Samorządy niezbyt chętnie sięgają po dopłaty z funduszu, bo dofinansowanie można dostać tylko na jeden rok. Jak wyjaśniał w reportażu "Rozkład" Łukasz Dudzic, radny gminy Bobrowice, powodem jest fakt, że program dopłat ma być co roku aktualizowany. "Żaden samorząd, nie mając zaplecza finansowego, nie odważy się na budowę jakiegokolwiek systemu transportu, nie wiedząc, co się wydarzy w przyszłym roku i jak będzie finansowany" – mówił Dudzic. Problem ten ma rozwiązać przygotowana przez Ministerstwo Infrastruktury ustawa, która czeka na podpis prezydenta: przewiduje możliwość podpisywania umów na okres do 10 lat. W trakcie prac nad ustawą Sejm nie zgodził się jednak na zwiększenie maksymalnego, rocznego limitu wydatków z budżetu państwa na dofinansowania z 400 do 900 mln zł.

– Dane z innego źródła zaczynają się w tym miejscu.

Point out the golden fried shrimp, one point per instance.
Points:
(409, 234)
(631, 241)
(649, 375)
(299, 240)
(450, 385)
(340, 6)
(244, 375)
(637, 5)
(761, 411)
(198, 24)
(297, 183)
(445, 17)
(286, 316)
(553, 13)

Eksperci, z którymi rozmawiała Ewa Szymańska z TVN24, punktowali podobne problemy. "Linii autobusowych może być wiele, natomiast kluczowe tutaj jest pytanie o pracę przewozową, która jest wykonywana, a sądząc po kilometrażu, niestety ten rozwój nie następuje, a następuje regres" - oceniła Iwona Budych ze Stowarzyszenia Wykluczenie Transportowe.
"Najpierw 800 mln rocznie, obecnie miliard, bez zmian systemowych, bez pomysłu, jak ta komunikacja ma być zorganizowana, bez wymienienia dziurawego wiadra na normalne sprawne wiadro. To nie jest nic zaawansowanego, cały czas będziemy lali wodę do dziurawego wiadra" - ocenił dr Michał Wolański z Instytutu Infrastruktury, Transportu i Mobilności Szkoły Głównej Handlowej.